Repos hebdomadaire : un salarié peut travailler plus de 6 jours consécutifs si chaque semaine civile comporte un jour de repos
Dans un arrêt majeur du 13 novembre 2025, la Cour de cassation met fin à une incertitude de plusieurs décennies :
le repos hebdomadaire doit être apprécié au regard de la semaine civile, et non en fonction d’une limite stricte de 6 jours consécutifs travaillés.
Un salarié peut donc travailler plus de 6 jours d’affilée, dès lors que **chaque semaine civile (lundi 0h – dimanche 24h)**comporte bien un repos hebdomadaire.
1. Le cadre légal : interdiction de travailler plus de 6 jours par semaine
L’article L. 3132-1 du Code du travail interdit d’employer un salarié plus de 6 jours par semaine.
Le repos hebdomadaire doit être d’au moins 24 heures, auxquelles s’ajoutent les 11 heures de repos quotidien (article L. 3132-2).
Jusqu’ici, la question demeurait :
- fallait-il imposer un repos au plus tard après 6 jours de travail consécutifs ?

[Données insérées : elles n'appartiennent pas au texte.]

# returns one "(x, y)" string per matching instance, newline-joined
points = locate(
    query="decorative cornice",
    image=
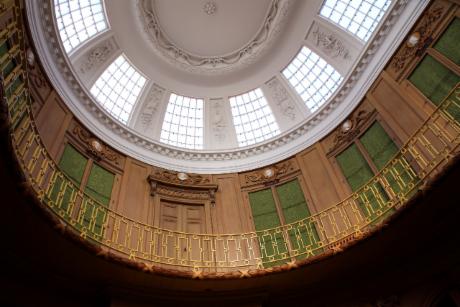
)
(247, 54)
(350, 129)
(424, 30)
(56, 61)
(330, 44)
(269, 175)
(97, 55)
(94, 146)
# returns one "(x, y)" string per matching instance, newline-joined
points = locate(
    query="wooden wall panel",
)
(134, 200)
(52, 122)
(400, 114)
(321, 183)
(230, 215)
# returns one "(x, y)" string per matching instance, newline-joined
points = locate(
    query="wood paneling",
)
(52, 122)
(134, 193)
(229, 214)
(319, 179)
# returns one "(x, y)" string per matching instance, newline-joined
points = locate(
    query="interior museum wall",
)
(397, 104)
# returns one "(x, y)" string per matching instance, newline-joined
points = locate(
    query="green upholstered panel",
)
(354, 167)
(13, 86)
(8, 68)
(100, 183)
(448, 42)
(4, 48)
(295, 208)
(265, 216)
(433, 79)
(292, 201)
(379, 145)
(264, 209)
(73, 164)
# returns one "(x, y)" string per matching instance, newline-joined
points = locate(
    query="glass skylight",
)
(118, 88)
(79, 20)
(359, 17)
(183, 122)
(312, 78)
(253, 119)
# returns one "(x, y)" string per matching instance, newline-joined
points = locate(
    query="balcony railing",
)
(423, 156)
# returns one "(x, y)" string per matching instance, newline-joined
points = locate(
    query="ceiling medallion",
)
(247, 54)
(210, 7)
(182, 176)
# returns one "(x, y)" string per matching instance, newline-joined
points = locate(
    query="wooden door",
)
(183, 220)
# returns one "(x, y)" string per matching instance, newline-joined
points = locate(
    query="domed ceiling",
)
(215, 86)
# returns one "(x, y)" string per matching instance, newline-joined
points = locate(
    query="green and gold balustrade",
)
(423, 156)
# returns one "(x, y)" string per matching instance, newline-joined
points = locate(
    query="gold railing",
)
(426, 153)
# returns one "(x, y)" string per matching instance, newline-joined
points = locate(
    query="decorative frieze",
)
(282, 99)
(330, 43)
(269, 175)
(350, 129)
(97, 55)
(150, 107)
(423, 33)
(219, 121)
(96, 147)
(182, 186)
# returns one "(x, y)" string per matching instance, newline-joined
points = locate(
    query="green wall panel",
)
(73, 164)
(292, 201)
(354, 167)
(264, 209)
(433, 79)
(379, 145)
(448, 42)
(100, 183)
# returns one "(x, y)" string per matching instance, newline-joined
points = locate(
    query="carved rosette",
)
(94, 146)
(182, 187)
(150, 107)
(97, 55)
(424, 29)
(281, 98)
(350, 129)
(181, 58)
(269, 175)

- ou suffisait-il de garantir un repos dans chaque semaine civile, autorisant ainsi des séquences de 10, 12 jours ou plus ?
La Cour de cassation tranche désormais en faveur de la semaine civile.
2. Le litige : un salarié ayant travaillé 11 puis 12 jours consécutifs
Un directeur des ventes avait travaillé :
- du 3 au 13 avril 2018 : 11 jours consécutifs,
- du 3 au 14 septembre 2018 : 12 jours consécutifs,
à l’occasion de salons professionnels.
Il invoque une atteinte au repos hebdomadaire et obtient gain de cause devant la cour d’appel, qui considère que travailler autant de jours d’affilée viole l’article L. 3132-1.
L’employeur se pourvoit en cassation… et obtient la cassation de l’arrêt.
3. La décision : le repos est apprécié sur la semaine civile, pas en continu
La Cour de cassation s’appuie :
- sur la directive européenne 2003/88/CE,
- sur la décision de la CJUE du 9 novembre 2017,
- et sur la lettre du Code du travail,
pour affirmer que :
« Rien n’exige que le repos hebdomadaire soit accordé au plus tard après 6 jours consécutifs de travail. »
Il suffit que chaque semaine civile comporte bien 24 h de repos + repos quotidien.
Autrement dit, un salarié peut légalement travailler 10, 11 ou 12 jours d’affilée, si le repos hebdomadaire figure :
- dans la première semaine civile,
- puis dans la seconde semaine civile.
En d’autres termes, si ce repos est accordé un autre jour que le dimanche (ce qui suppose, naturellement, que l’employeur puisse justifier d’une dérogation à la règle du repos dominical), le salarié peut être amené à travailler plus de 6 jours consécutifs.
4. Conséquence : la prise d’acte du salarié n’était pas fondée
Étant donné que le salarié avait bien bénéficié :
- d’un repos dans la première semaine civile,
- d’un repos dans la seconde,
il n’y avait pas de manquement de l’employeur au repos hebdomadaire.
La prise d’acte ne pouvait donc pas produire les effets d’un licenciement sans cause réelle et sérieuse.